Over the past few months I've been on the outside, looking in, on a rushed technology M&A process where it seems like everything is going wrong. It worries me when things like this happen, mostly because it leaves both the Acquisition and the Acquirer with bad feelings, but more importantly it generally leaves a demoralized, unmotivated workforce that at best is playing wait-and-see with the Acquirer and at worst is ready to jump ship as soon as they find something. As I have been on both sides of the process and have had my most recent opportunity to observe from a medium distance I would like to offer some observations to the Acquirers of the future.
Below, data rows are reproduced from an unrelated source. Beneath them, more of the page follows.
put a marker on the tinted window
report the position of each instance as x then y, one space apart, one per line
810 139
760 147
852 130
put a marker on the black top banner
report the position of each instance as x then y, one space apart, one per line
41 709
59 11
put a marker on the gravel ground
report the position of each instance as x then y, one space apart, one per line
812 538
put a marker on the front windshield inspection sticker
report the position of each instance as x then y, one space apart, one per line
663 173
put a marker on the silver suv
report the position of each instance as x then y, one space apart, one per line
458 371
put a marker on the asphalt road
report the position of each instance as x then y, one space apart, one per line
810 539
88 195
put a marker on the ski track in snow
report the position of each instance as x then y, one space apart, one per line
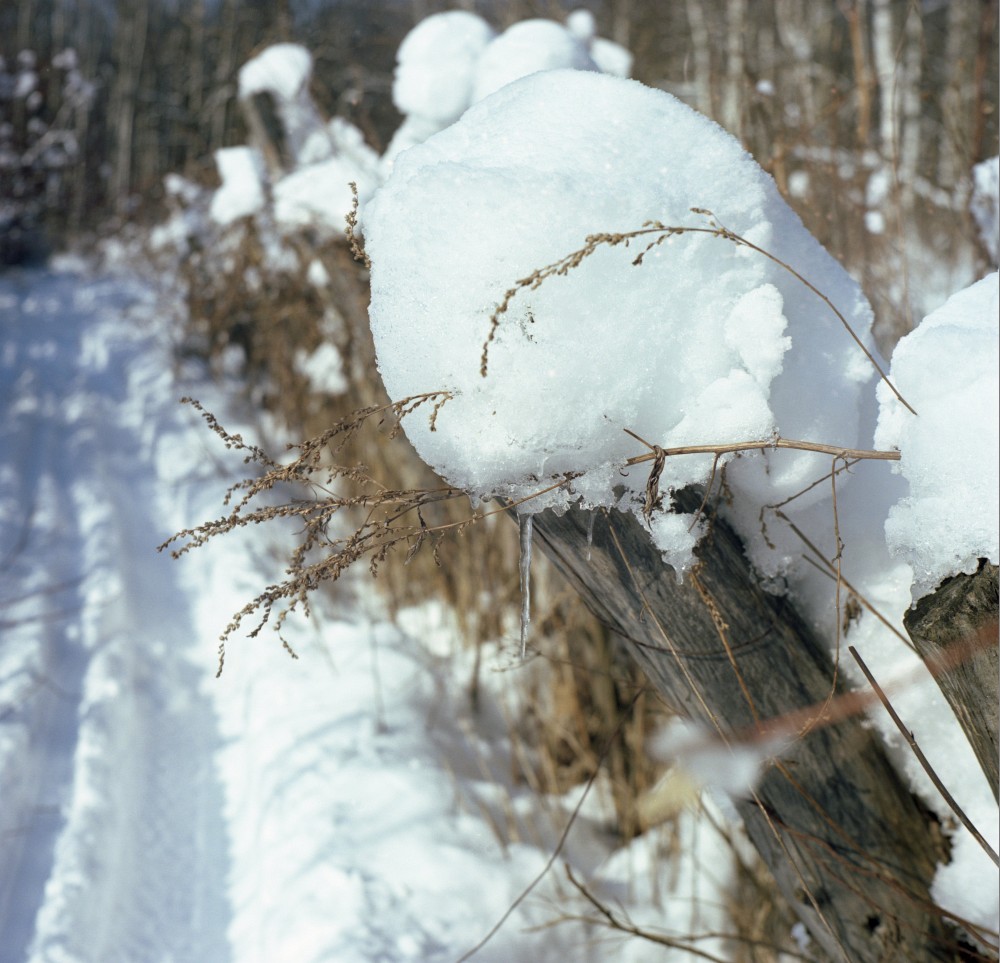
112 841
343 808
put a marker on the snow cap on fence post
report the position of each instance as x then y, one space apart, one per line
706 341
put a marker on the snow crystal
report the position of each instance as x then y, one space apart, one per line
947 369
525 48
985 204
242 190
704 342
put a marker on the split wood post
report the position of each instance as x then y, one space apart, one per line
955 627
849 846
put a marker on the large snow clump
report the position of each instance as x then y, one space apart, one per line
450 60
706 342
947 368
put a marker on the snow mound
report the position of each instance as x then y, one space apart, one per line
435 66
242 191
705 342
282 70
525 48
947 368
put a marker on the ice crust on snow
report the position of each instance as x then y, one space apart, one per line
705 342
947 368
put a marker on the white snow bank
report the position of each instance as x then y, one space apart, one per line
242 191
610 57
985 204
947 368
705 342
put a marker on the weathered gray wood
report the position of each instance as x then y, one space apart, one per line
848 844
956 627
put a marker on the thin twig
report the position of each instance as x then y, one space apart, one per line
562 838
663 231
763 445
922 759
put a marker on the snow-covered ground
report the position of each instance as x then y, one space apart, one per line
347 806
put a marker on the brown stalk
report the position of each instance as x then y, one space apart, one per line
922 759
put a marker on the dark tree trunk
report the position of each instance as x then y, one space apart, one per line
955 628
850 847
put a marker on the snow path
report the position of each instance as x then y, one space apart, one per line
343 808
112 842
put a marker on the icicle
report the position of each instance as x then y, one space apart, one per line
525 525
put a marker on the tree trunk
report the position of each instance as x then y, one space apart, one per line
849 846
956 628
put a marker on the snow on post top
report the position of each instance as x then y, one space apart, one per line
948 369
525 48
435 66
704 342
282 70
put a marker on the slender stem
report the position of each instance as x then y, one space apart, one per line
922 759
838 452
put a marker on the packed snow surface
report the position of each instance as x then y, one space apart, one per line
948 369
705 342
348 806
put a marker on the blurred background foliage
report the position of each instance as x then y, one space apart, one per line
870 115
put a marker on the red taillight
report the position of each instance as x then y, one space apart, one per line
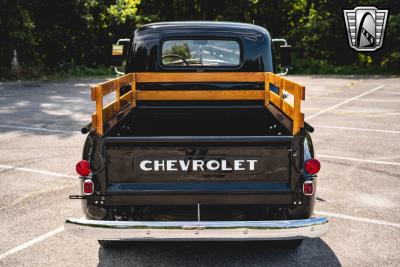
83 168
312 166
308 188
88 187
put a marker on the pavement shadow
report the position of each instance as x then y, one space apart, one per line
313 252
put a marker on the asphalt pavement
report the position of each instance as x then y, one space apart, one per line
357 140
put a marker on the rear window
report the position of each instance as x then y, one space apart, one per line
200 53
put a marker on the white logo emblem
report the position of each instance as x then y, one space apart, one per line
365 27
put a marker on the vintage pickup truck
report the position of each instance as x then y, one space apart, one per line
202 142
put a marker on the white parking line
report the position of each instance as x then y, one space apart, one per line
8 167
31 242
344 102
359 219
357 129
360 160
37 129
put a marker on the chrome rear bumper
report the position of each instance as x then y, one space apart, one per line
201 230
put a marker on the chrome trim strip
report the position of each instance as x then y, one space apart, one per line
193 230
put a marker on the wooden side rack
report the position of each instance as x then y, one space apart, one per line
127 101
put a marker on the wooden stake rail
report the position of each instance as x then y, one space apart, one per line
128 100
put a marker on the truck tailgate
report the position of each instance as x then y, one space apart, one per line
208 164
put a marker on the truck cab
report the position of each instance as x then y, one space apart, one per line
201 142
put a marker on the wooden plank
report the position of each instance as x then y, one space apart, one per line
201 95
163 77
296 112
126 79
288 109
106 113
133 90
281 117
117 95
274 98
292 87
274 79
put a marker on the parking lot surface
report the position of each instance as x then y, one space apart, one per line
357 140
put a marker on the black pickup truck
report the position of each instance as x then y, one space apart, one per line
202 142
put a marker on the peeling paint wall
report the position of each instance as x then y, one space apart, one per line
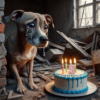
27 5
81 34
62 13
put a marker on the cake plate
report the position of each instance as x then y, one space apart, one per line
92 89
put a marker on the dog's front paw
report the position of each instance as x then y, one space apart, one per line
21 89
32 86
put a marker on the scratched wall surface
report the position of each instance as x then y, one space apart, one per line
62 13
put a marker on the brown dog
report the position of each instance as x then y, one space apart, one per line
22 44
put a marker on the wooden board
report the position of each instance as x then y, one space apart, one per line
89 38
96 61
86 63
57 46
71 42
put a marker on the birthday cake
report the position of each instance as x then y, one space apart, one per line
70 83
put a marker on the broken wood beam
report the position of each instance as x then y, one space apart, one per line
86 63
57 46
96 61
14 97
94 43
54 54
81 51
78 42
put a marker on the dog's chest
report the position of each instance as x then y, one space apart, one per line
27 55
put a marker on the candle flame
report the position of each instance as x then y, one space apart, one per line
62 61
70 61
74 60
65 60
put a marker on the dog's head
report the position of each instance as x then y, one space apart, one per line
32 26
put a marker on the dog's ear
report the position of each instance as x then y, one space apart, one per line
14 16
49 19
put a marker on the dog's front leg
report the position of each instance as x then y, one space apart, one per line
20 86
31 84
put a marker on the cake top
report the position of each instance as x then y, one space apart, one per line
79 74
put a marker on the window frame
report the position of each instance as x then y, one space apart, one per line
94 14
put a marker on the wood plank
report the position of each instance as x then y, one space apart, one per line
57 46
89 38
14 97
44 77
95 40
78 42
86 63
96 56
96 61
81 51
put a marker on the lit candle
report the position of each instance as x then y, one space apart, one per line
66 64
75 64
62 66
70 61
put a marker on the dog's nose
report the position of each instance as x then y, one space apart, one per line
43 39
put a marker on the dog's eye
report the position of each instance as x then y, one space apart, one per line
31 25
45 26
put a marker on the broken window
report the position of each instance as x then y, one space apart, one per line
86 13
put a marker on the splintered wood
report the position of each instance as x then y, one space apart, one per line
96 61
77 47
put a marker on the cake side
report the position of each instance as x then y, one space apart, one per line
71 83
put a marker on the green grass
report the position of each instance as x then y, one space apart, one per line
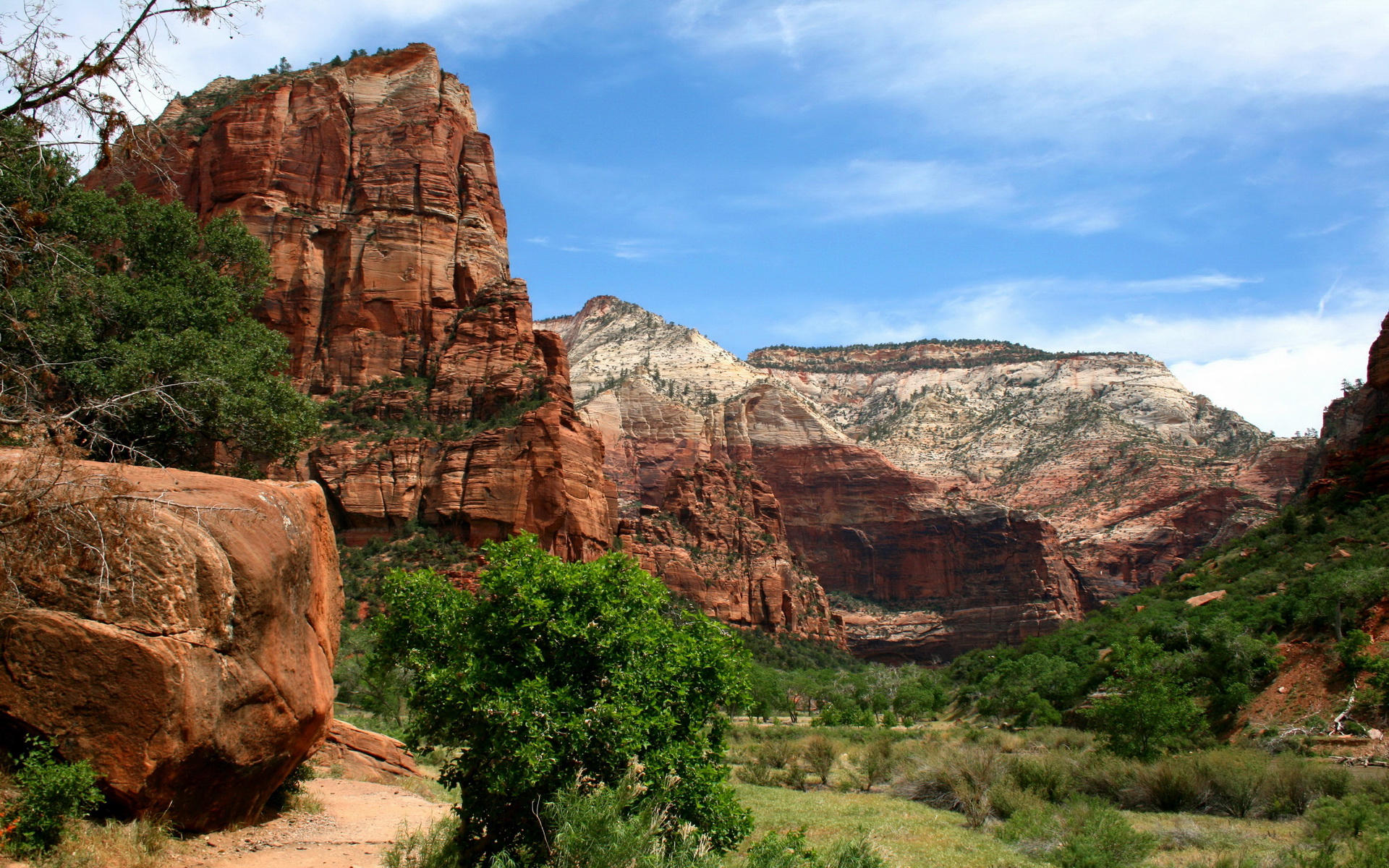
914 835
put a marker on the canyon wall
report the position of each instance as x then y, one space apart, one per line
1132 469
175 629
726 472
377 196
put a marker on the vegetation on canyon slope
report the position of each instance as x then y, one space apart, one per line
127 324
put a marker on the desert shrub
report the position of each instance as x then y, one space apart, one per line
777 753
1085 833
595 825
1173 783
818 753
875 764
291 793
1053 738
782 851
759 775
142 843
1343 818
1006 800
51 793
1106 777
791 851
1235 781
1049 775
857 851
1294 783
959 780
433 846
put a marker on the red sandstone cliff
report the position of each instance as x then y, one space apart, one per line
377 197
724 474
175 629
1132 469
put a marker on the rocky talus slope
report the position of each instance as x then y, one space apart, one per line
175 629
377 196
1132 469
732 486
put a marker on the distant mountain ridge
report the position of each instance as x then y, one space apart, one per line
1102 463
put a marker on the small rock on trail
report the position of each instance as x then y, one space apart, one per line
359 822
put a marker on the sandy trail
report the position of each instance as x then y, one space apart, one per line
359 822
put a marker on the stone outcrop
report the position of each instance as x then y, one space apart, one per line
362 754
1132 469
1354 433
377 196
705 451
175 629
First and foremost, when you make the general announcement, banish the words "nothing will change" from your vocabulary. Even if you add caveats like "immediately" or "in the foreseeable future" or "in the next three months" you are already wrong. Lots of things change out of necessity, but some basics that need answering: is everyone being paid on the same cycle? How is my last paycheck getting paid out? Do the benefits carry over? What do review cycles look like? What are the retirement matching benefits like? What is my new reporting structure?
These are just top-of-the-brain questions, but there's proof that there are huge and immediate changes. It's even worse when the acquirer is unprepared to answer these questions. I was finding it darkly comic to know that during an M&A, the Acquirer and Acquisition had the exact same retirement benefits manager, using the same percentage matching scale, with the same default fund selection, but instead of making it easy to roll over the benefits, the provider was required to issue a paper check that the beneficiary would have to sign and release back over to the provider to deposit to the new account.
Second, make sure there is a plan, that the HR resources supporting the M&A are drilled on it, and that the knowledge of how people will land in the new organization is both well thought out and well disseminated. Do not carry over people that will get axed in 90 days without warning them that their jobs may be redundant; treat them as human beings that need to provide for themselves and possibly their families. Certainly do this with a modicum of decor.
If morale is low immediately during and following the M&A process, imagine what it would be like if your HR person calls a manager, senior manager, or junior executive in to a huddle room or the HR office and tells them, a week or two after the merger is complete that they need to justify their job and identify where it fits in the new org because the job they have is redundant. And, oh yeah, that person's entire team needs to do the same thing because otherwise they will not have employment with the Acquirer in the long term. Think about what that says when two weeks prior everyone was told "nothing will change in the next few months."
If this were me, I'd be looking at an employment lawyer for assistance right away, and I may have suggested that for the person that it happened to as well.
Third, do your research. If the M&A is onboarding a technology stack that is new, but has similarities to one already in play (driving the M&A), do not assume that solutions for one will be the same for the other. If tools were discarded, understand why rather than just ignoring the decisions made. Work on integration - not just stomping on one side or the other backed solely by the phrase "we do it this way."
It is completely possible that the solution might work for both parties, but without taking the time to understand the decision process and the ultimate outcome, it is both reckless and demoralizing for the party whose decisions and possibly expertise get thrown out the window. The expectation that all technology solutions are "one-size-fits-all" is a ridiculous one and the main driver behind such a varied landscape when it comes to technology - one solution does not fit every situation and the expectation that it will could be a very costly mistake.
Finally, be understanding. Rapid upheaval and change is a stress-maker, and stress increases health issues, reduces productivity, and can greatly impact communication even among strong, closely knit teams. When those teams are in lock-step driving towards some sort of goal, any one of the problems stated previously, and even more that I have not touched on, can drive an entire organization to disaster as that stress multiplies due to those bonds.
I have no doubt that the road to fast-paced M&As with abbreviated discovery periods are often well intentioned, but I also think many people know what roads are paved with good intentions, and why they should not be taken. It is not positive or profitable to end up with a new division, new employees, or new products where the people responsible are highly stressed at best and resentful at worst.